Officials from Glendale police, school officials and the City of Glendale spoke Friday about the urgent need for more school resource officers.
"Nationally since February 14 [Parkland, FL shooting] we have had 1,200 incidents and threats to schools," said Glendale Police Chief Rick St. John. "I can tell you here in Glendale I believe that number is closer to a dozen just for our city alone."
Because of this, police are hoping to ease fears and increase safety on school campuses.
While Glendale police already have school resource officers and officers dedicated to working with schools, they're working to have school resource officers at every high school campus in the city of Glendale, and they hope to do it by Monday.
Glendale Mayor Jerry Weiers was on hand Friday at the press conference as well.
"At a time when a lot of people are doing a lot of talking about how to protect our schools it's incredibly important to point out that our city, and our police department are not just talking," Weiers said. "We are taking action."
Not only will those officers provide safety and resources for campuses, but it will also help out with their community policing initiatives.
"We can either sit back and wait and see what everybody else is going to do and then react along with everyone else, or we can be pro-active as a city," Chief St John said. "People deserve to feel safe when they go to school, when they go to work."
The city estimates the total price tag for all of the resource officers will be $750,000. City leaders say they'll pay for it by not filling some vacant positions and giving smaller raises to some employees.
At least one Glendale City Council member is now questioning the city's quick action, saying it may have been motivated by emotion.
Councilman Jamie Aldama who represents the Ocotillo District said there should have been more transparency and more public input before the city made this move.
He stressed while he supported the need for school resource officers, he's been hearing concerns from some of his constituents.
"I believe the community was blindsided by it," Aldama said.
"They're the taxpayers they're going to pay for this, and the question still remains how are we going to pay for this? We're in the budget session now, so we don't even know how," Aldama said.
He also said he had heard concerns from school officials at elementary, middle, and charter schools questioning why no officers would be dedicated to serving their campuses as well.
"I feel that all of the stakeholders should've been brought to the table for a discussion first," Aldama said.
Glendale police said their focus at the schools would be to build trust, mentor, and guide the students.
Officer Nicholas Lively who was just starting his first week at Independence High School said the big challenges they faced was the use of social media by students.
His goal was to be visible on the high school campus and to let students know his door was always open to hearing from them.
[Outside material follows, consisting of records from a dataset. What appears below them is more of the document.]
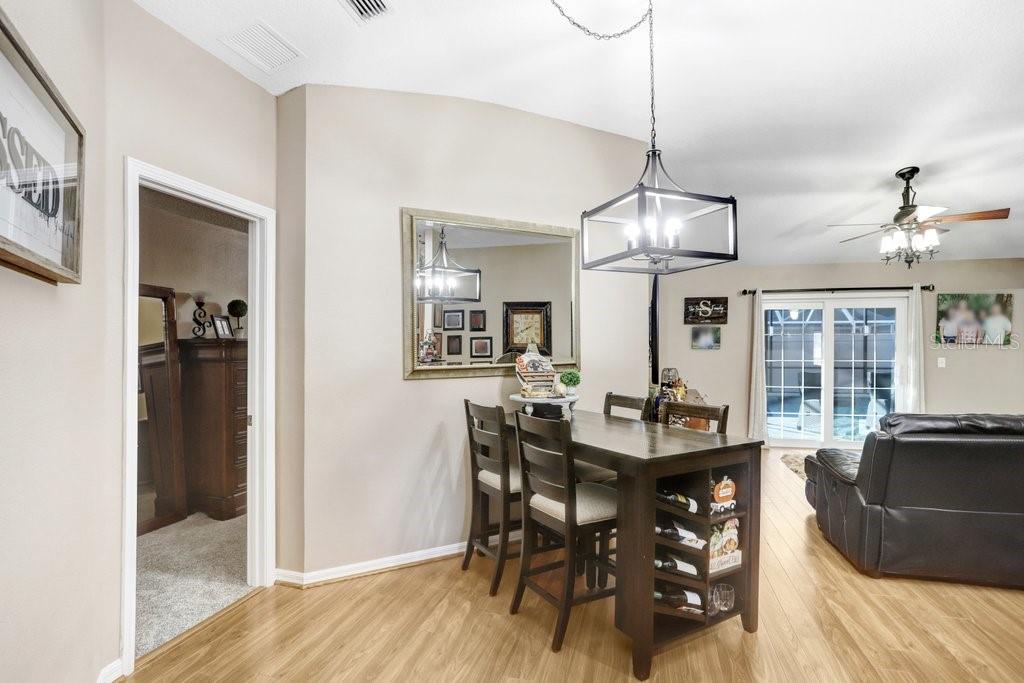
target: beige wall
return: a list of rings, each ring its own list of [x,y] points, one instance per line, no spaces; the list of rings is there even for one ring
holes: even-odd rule
[[[305,554],[306,92],[278,98],[278,567]]]
[[[911,270],[882,263],[837,263],[749,267],[739,263],[664,278],[660,284],[660,357],[712,402],[729,404],[729,431],[746,432],[750,386],[751,301],[743,289],[801,287],[888,287],[934,284],[925,292],[924,334],[935,330],[939,292],[1016,291],[1014,329],[1024,333],[1024,259],[936,260]],[[718,351],[690,349],[683,325],[683,297],[728,296],[729,323]],[[927,342],[926,342],[927,343]],[[946,367],[938,368],[938,357]],[[1024,351],[1020,348],[925,349],[925,392],[929,413],[1024,413]]]
[[[445,360],[469,364],[470,337],[492,337],[493,358],[504,352],[504,303],[506,301],[550,301],[552,357],[567,360],[572,348],[572,244],[523,245],[520,247],[488,247],[453,249],[452,256],[470,268],[480,268],[480,301],[444,306],[445,310],[464,310],[465,327],[461,332],[444,332],[441,351]],[[487,311],[486,332],[470,332],[469,311]],[[436,331],[435,331],[436,332]],[[462,335],[462,355],[449,357],[447,336]]]
[[[231,299],[248,301],[246,232],[160,209],[144,200],[139,203],[138,228],[139,282],[174,290],[178,339],[193,336],[197,292],[205,294],[210,315],[227,315]],[[236,325],[231,317],[231,328]],[[242,327],[249,327],[247,318]],[[207,336],[213,331],[208,330]]]
[[[0,660],[90,681],[119,655],[123,158],[273,206],[274,102],[130,0],[3,8],[88,137],[82,285],[0,268]]]
[[[304,557],[279,550],[282,566],[308,571],[463,539],[461,401],[516,387],[402,380],[399,208],[574,226],[635,182],[644,147],[450,97],[306,86],[279,111],[302,104],[306,183],[290,193],[305,197]],[[279,137],[299,138],[293,126],[282,119]],[[583,273],[583,407],[644,390],[646,291],[642,275]]]

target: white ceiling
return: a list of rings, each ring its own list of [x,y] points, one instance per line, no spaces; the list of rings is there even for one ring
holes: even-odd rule
[[[647,136],[646,32],[599,42],[548,0],[388,0],[366,25],[339,0],[136,2],[275,94],[455,95]],[[605,32],[645,6],[561,2]],[[736,197],[740,261],[874,260],[876,240],[837,244],[862,228],[825,224],[890,219],[909,165],[922,204],[1011,207],[954,226],[938,258],[1024,256],[1024,2],[655,0],[655,16],[666,165],[687,189]],[[220,42],[256,20],[301,56],[265,74]]]

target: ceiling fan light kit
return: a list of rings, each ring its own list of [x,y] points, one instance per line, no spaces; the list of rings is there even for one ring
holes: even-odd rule
[[[890,223],[883,223],[877,230],[842,240],[853,242],[861,238],[878,234],[882,231],[882,243],[879,253],[882,260],[889,263],[905,263],[911,267],[921,263],[927,256],[929,260],[939,253],[939,234],[948,232],[949,228],[938,227],[940,223],[957,223],[973,220],[1000,220],[1010,217],[1010,209],[994,209],[992,211],[974,211],[972,213],[941,216],[948,209],[937,206],[920,206],[915,204],[918,193],[910,181],[921,172],[916,166],[907,166],[896,171],[896,177],[903,181],[903,205],[900,206]],[[846,225],[829,225],[829,227],[849,227],[851,225],[866,225],[869,223],[848,223]]]
[[[551,4],[573,27],[592,38],[620,38],[647,24],[650,59],[650,148],[640,179],[632,189],[584,211],[580,219],[581,266],[668,274],[738,258],[736,199],[688,193],[662,164],[654,127],[654,7],[617,33],[591,31],[569,16],[555,0]]]

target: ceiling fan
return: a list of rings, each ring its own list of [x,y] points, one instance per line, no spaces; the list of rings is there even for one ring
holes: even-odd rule
[[[910,186],[910,181],[920,172],[921,169],[916,166],[907,166],[896,171],[896,177],[905,184],[903,185],[903,206],[893,216],[892,222],[882,224],[842,223],[828,225],[828,227],[877,226],[870,232],[841,240],[840,244],[881,233],[882,245],[879,248],[879,253],[882,254],[883,260],[886,263],[902,261],[909,268],[914,263],[921,263],[921,258],[926,254],[930,259],[935,258],[935,255],[938,253],[939,234],[949,231],[948,227],[941,226],[942,223],[958,223],[969,220],[998,220],[1010,217],[1010,209],[972,211],[971,213],[940,216],[939,214],[947,211],[946,207],[922,206],[914,203],[918,193]]]

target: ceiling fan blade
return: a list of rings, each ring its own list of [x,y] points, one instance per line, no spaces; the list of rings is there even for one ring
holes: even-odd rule
[[[954,213],[951,216],[937,216],[926,223],[961,223],[968,220],[1000,220],[1010,217],[1010,209],[992,209],[991,211],[972,211],[971,213]]]
[[[928,220],[930,218],[934,218],[935,216],[938,216],[943,211],[949,211],[949,207],[944,207],[944,206],[919,206],[916,208],[916,210],[913,212],[913,216],[914,216],[914,219],[918,220],[918,222],[922,222],[922,221]]]
[[[864,232],[863,234],[858,234],[855,238],[847,238],[846,240],[840,240],[839,243],[843,244],[844,242],[853,242],[854,240],[860,240],[861,238],[869,238],[872,234],[879,234],[883,230],[881,228],[879,228],[877,230],[871,230],[870,232]]]

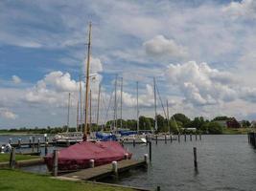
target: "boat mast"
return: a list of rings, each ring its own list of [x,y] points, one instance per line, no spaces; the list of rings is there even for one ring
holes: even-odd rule
[[[121,118],[121,124],[120,124],[120,128],[123,128],[123,114],[122,111],[123,110],[123,77],[121,77],[121,111],[120,111],[120,118]]]
[[[86,66],[86,86],[85,86],[85,117],[84,117],[84,131],[83,131],[83,140],[87,140],[87,123],[88,123],[88,93],[89,93],[89,74],[90,74],[90,53],[91,52],[91,22],[89,24],[89,39],[88,39],[88,50],[87,50],[87,66]]]
[[[153,96],[154,96],[154,130],[157,131],[157,113],[156,113],[156,86],[155,77],[153,77]]]
[[[79,119],[80,118],[80,101],[78,100],[77,105],[77,132],[79,131]]]
[[[115,80],[115,103],[114,103],[114,131],[117,129],[117,102],[116,102],[117,74]]]
[[[68,103],[67,103],[67,132],[69,128],[69,107],[70,107],[70,93],[68,93]]]
[[[89,121],[89,131],[91,131],[91,90],[90,90],[90,121]]]
[[[169,128],[169,134],[170,134],[170,136],[171,136],[171,127],[170,127],[170,124],[169,124],[169,118],[170,118],[170,117],[169,117],[169,104],[168,104],[168,99],[166,99],[166,112],[167,112],[167,126],[168,126],[168,128]]]
[[[137,134],[139,135],[139,82],[136,82],[137,84]]]
[[[82,109],[81,109],[81,75],[80,75],[80,125],[81,125],[81,132],[82,132]]]
[[[97,119],[96,119],[97,128],[98,128],[98,126],[99,126],[99,108],[100,108],[100,99],[101,99],[101,84],[99,84],[99,92],[98,92],[98,106],[97,106]]]

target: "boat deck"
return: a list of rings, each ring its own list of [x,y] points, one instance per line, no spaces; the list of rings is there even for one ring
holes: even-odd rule
[[[118,173],[128,171],[129,169],[134,169],[141,166],[146,166],[147,162],[145,160],[134,160],[134,159],[124,159],[117,162]],[[112,164],[105,164],[101,166],[96,166],[94,168],[87,168],[74,173],[69,173],[61,175],[59,179],[71,179],[71,180],[91,180],[106,178],[108,176],[114,175],[112,170]]]

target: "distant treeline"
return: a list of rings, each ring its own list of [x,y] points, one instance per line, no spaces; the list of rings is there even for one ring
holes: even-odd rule
[[[203,117],[198,117],[194,119],[189,118],[184,114],[175,114],[172,117],[170,117],[169,121],[166,117],[161,115],[157,116],[157,132],[172,132],[174,134],[189,132],[188,128],[195,128],[198,132],[203,134],[222,134],[225,125],[220,123],[220,121],[232,121],[234,124],[239,124],[239,127],[247,128],[250,127],[251,124],[247,120],[243,120],[238,123],[236,118],[229,117],[216,117],[215,118],[208,120],[204,119]],[[105,131],[109,131],[111,127],[113,127],[114,121],[109,120],[106,124],[99,125],[96,124],[91,125],[92,131],[99,131],[104,128]],[[129,129],[129,130],[137,130],[137,120],[135,119],[117,119],[116,125],[118,128]],[[84,124],[83,124],[84,127]],[[151,117],[147,117],[141,116],[139,117],[139,129],[140,130],[153,130],[155,127],[155,120]],[[236,126],[237,128],[238,126]],[[81,126],[79,127],[81,130]],[[19,129],[5,129],[0,130],[0,133],[31,133],[31,134],[57,134],[61,132],[66,132],[67,126],[63,127],[50,127],[47,128],[26,128],[22,127]],[[69,132],[76,131],[75,127],[69,127]]]

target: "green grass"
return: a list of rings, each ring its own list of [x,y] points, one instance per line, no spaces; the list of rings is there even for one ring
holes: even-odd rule
[[[223,134],[224,135],[245,135],[251,131],[256,131],[256,129],[253,129],[253,128],[238,128],[238,129],[224,128]]]
[[[0,170],[0,191],[132,191],[87,182],[75,182],[51,179],[18,170]]]
[[[29,155],[15,155],[15,160],[24,160],[24,159],[39,159],[37,156],[29,156]],[[9,161],[10,154],[0,154],[0,162]]]

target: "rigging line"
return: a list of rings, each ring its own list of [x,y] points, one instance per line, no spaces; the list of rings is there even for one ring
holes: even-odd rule
[[[156,87],[156,92],[158,94],[158,96],[159,96],[159,100],[161,102],[161,106],[163,108],[163,111],[164,111],[164,115],[165,115],[165,117],[167,118],[167,115],[166,115],[166,112],[165,112],[165,108],[164,108],[164,105],[163,105],[163,101],[162,101],[162,98],[161,98],[161,96],[159,94],[159,90],[158,90],[158,87],[157,87],[157,84],[155,83],[155,87]]]

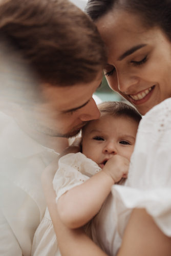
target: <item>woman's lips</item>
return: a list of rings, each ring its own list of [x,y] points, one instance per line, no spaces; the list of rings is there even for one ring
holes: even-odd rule
[[[132,102],[135,105],[139,105],[147,101],[151,97],[155,86],[149,87],[137,93],[137,94],[130,94],[128,95]]]

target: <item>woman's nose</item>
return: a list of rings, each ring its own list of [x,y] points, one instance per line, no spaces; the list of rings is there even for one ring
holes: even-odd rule
[[[92,98],[89,103],[80,110],[79,118],[82,121],[98,119],[100,116],[100,113],[96,102]]]
[[[118,89],[122,92],[126,92],[134,88],[138,81],[137,77],[124,71],[117,72],[117,79]]]

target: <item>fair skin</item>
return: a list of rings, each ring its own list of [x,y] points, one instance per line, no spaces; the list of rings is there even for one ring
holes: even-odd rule
[[[89,83],[41,84],[42,102],[24,112],[26,122],[38,132],[50,136],[75,136],[88,121],[100,116],[92,95],[101,84],[102,76],[100,71]]]
[[[138,125],[127,117],[105,115],[86,127],[82,153],[102,171],[59,198],[58,214],[67,226],[76,228],[89,221],[99,211],[111,186],[126,177]]]
[[[104,71],[113,90],[142,115],[171,96],[171,44],[159,28],[147,29],[138,16],[115,8],[96,24],[108,48],[109,65]],[[142,47],[127,52],[137,46]],[[51,214],[53,204],[49,207]],[[52,214],[51,217],[62,255],[106,255],[82,230],[67,229],[59,218],[55,220]],[[170,256],[170,238],[162,233],[145,209],[134,209],[117,256]]]
[[[100,86],[102,76],[101,70],[89,83],[66,87],[42,83],[39,88],[41,102],[30,103],[26,109],[12,103],[3,112],[12,116],[34,140],[61,153],[68,146],[65,138],[76,135],[88,121],[99,117],[92,95]]]
[[[142,115],[171,97],[171,44],[160,28],[147,29],[138,16],[116,9],[96,25],[108,48],[104,73],[113,90]]]

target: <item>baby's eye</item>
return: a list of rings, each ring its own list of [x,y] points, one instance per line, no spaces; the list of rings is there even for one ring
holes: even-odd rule
[[[103,138],[102,138],[102,137],[99,137],[99,136],[94,137],[94,138],[93,138],[93,139],[94,140],[104,140]]]
[[[130,143],[125,140],[122,140],[120,141],[120,144],[123,144],[123,145],[130,145]]]

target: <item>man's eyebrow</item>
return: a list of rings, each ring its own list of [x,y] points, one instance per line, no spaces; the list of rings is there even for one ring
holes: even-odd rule
[[[124,52],[120,57],[119,57],[119,58],[118,58],[118,60],[122,60],[122,59],[123,59],[124,58],[126,58],[126,57],[127,57],[127,56],[132,54],[132,53],[135,52],[136,51],[137,51],[137,50],[139,50],[139,49],[141,49],[146,46],[146,45],[144,44],[134,46],[134,47],[128,50],[127,51],[126,51],[126,52]]]
[[[75,109],[71,109],[70,110],[65,110],[65,111],[62,111],[62,113],[69,113],[69,112],[71,112],[72,111],[75,111],[76,110],[79,110],[79,109],[81,109],[81,108],[83,108],[83,106],[86,106],[90,101],[90,99],[87,102],[84,103],[83,104],[83,105],[81,105],[81,106],[78,106],[77,108],[75,108]]]

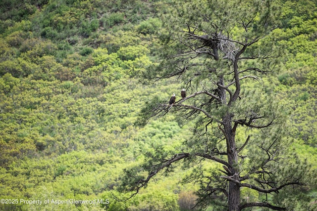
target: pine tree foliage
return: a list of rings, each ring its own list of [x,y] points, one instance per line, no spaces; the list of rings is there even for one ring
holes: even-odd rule
[[[286,112],[266,88],[269,84],[262,84],[261,76],[278,68],[280,50],[270,36],[278,25],[278,2],[174,3],[174,9],[163,15],[162,59],[144,76],[149,82],[177,78],[187,95],[178,96],[172,105],[150,104],[143,117],[176,114],[194,123],[193,136],[174,155],[160,148],[145,153],[144,165],[126,170],[123,188],[135,195],[160,172],[172,171],[183,161],[186,169],[198,167],[186,180],[199,185],[202,208],[292,209],[268,196],[274,198],[289,186],[298,189],[307,185],[309,169],[288,150]],[[248,81],[263,86],[246,89]],[[236,138],[238,133],[242,138]],[[204,169],[209,162],[218,164],[217,168]],[[257,192],[258,198],[243,201],[244,189]]]

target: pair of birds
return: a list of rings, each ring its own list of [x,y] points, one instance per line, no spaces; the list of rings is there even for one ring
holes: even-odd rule
[[[180,95],[182,96],[182,98],[185,98],[186,97],[186,91],[185,90],[184,88],[182,89],[182,90],[180,92]],[[175,103],[176,99],[176,95],[175,95],[175,93],[174,93],[169,99],[169,105],[172,105]]]

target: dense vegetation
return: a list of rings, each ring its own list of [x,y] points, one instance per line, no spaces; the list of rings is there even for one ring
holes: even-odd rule
[[[172,151],[190,137],[191,123],[184,125],[173,116],[137,126],[147,102],[167,102],[181,88],[177,78],[146,85],[140,77],[159,61],[159,14],[173,3],[20,1],[0,2],[0,198],[108,199],[109,203],[1,203],[0,210],[193,206],[193,186],[178,183],[180,169],[158,178],[158,185],[150,184],[127,201],[118,199],[129,195],[117,190],[123,169],[145,159],[141,150]],[[280,21],[272,33],[283,47],[283,65],[263,79],[289,111],[290,148],[316,169],[317,4],[281,1]],[[311,198],[314,205],[317,192],[311,185],[298,197]],[[243,195],[246,200],[257,196]],[[307,205],[294,207],[302,210]]]

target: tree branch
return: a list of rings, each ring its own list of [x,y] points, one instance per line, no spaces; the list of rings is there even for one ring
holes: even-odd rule
[[[272,205],[266,202],[253,202],[251,203],[245,204],[244,205],[241,205],[240,206],[240,210],[245,208],[250,208],[251,207],[265,207],[271,209],[275,211],[285,211],[286,210],[285,208],[282,208],[280,207],[276,207],[274,205]]]
[[[240,152],[241,150],[242,150],[243,148],[247,145],[247,144],[248,144],[248,142],[249,142],[249,140],[250,140],[250,137],[251,136],[250,135],[248,136],[248,137],[247,138],[247,140],[246,140],[245,142],[244,142],[244,144],[243,144],[242,146],[241,147],[240,149],[237,150],[237,152],[238,152],[238,153]]]
[[[229,163],[222,159],[220,159],[220,158],[218,158],[216,157],[215,156],[212,156],[211,155],[208,155],[207,154],[201,154],[200,153],[195,153],[193,155],[196,156],[199,156],[199,157],[202,157],[203,158],[207,158],[208,159],[210,159],[210,160],[212,160],[213,161],[214,161],[217,163],[219,163],[221,164],[223,164],[228,167],[230,167],[230,164],[229,164]]]

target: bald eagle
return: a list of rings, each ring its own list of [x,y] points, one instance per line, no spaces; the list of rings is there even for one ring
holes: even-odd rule
[[[169,99],[169,105],[172,105],[175,103],[175,101],[176,100],[176,97],[175,95],[175,94],[173,94],[172,97]]]
[[[186,97],[186,91],[184,88],[182,89],[182,91],[180,92],[180,95],[182,96],[182,98]]]

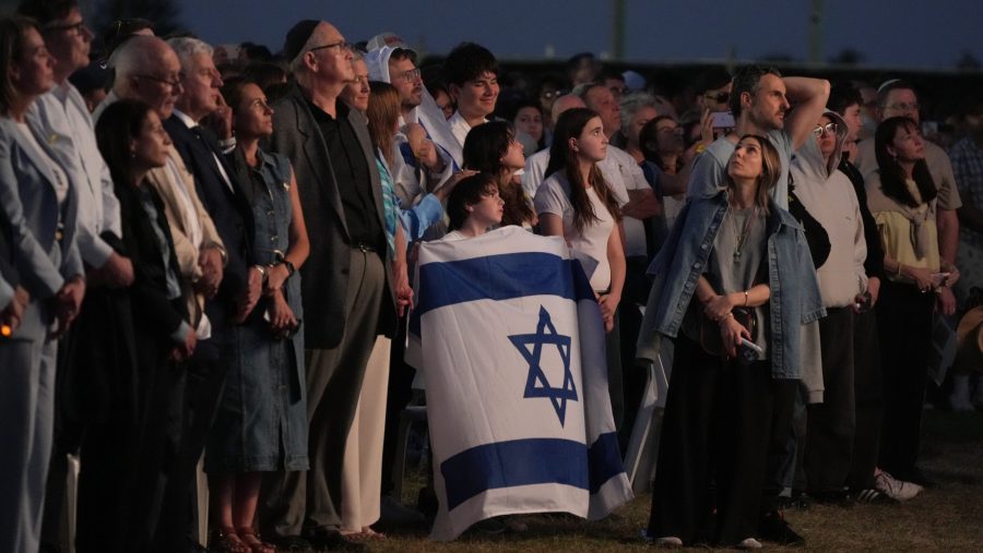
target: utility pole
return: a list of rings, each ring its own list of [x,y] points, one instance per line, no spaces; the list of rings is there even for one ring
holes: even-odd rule
[[[625,59],[625,2],[611,0],[611,57],[617,61]]]

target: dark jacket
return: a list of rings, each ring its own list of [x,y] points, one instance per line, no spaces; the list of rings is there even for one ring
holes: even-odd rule
[[[341,101],[341,100],[339,100]],[[371,140],[365,116],[352,109],[348,122],[358,136],[371,179],[372,199],[379,228],[386,228],[382,213],[382,184],[372,156]],[[345,330],[345,293],[348,289],[351,237],[328,145],[300,88],[296,85],[273,105],[273,136],[270,151],[285,155],[294,166],[300,207],[307,224],[310,256],[300,269],[304,301],[305,347],[334,348]],[[379,316],[381,334],[395,330],[395,294],[392,287],[392,265],[384,255],[386,287],[382,312]],[[359,329],[362,330],[362,329]],[[366,329],[368,330],[368,329]]]
[[[181,155],[188,170],[194,175],[198,197],[215,223],[215,229],[222,237],[228,254],[218,296],[214,301],[205,303],[205,312],[213,329],[222,333],[228,326],[228,318],[236,311],[236,300],[246,289],[249,278],[249,260],[252,257],[250,254],[252,208],[242,191],[244,185],[233,169],[226,165],[225,156],[211,131],[200,129],[201,139],[199,139],[177,116],[170,116],[164,122],[164,129],[174,141],[174,147]],[[232,190],[218,172],[215,165],[216,157],[232,181]]]

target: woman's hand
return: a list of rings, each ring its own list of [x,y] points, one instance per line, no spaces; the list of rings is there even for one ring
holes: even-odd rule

"I'm not here with the intent of giving anyone a hard time, but just, there's Officer Lively you know. My thing is big visibility for both students and parents," Lively said.
He added that he had also helped students get counseling while he worked as a school resource officer at a different location.
"They may be embarrassed or afraid to ask for it but you kind of show them, there's no shame in asking for help," Lively said.
The sergeant in charge of the school resource officers said he was awestruck when the Glendale police chief informed him they would be beefing up the staff.
"They have heard the young people say they want school safety, and one of those primary things is getting an officer in there," said Sgt. Phillip Washington.
He said over the years he had seen many officers go the extra mile to help students, even those who were not in trouble.
Officer Lively had been touched by a grandmother who told him she and her grandchildren were sleeping on an air mattress or on the cold floor as they did not have any furniture.
With the help of other officers, they arranged a day to deliver furniture to the woman's apartment.
Other school resource officers had helped students get scholarships, helped them buy tuxedo's for prom, and helped them get athletic gear when they couldn't afford it.
"I don't want people to always think we're going to arrest them. We are there to build relationships," Washington said.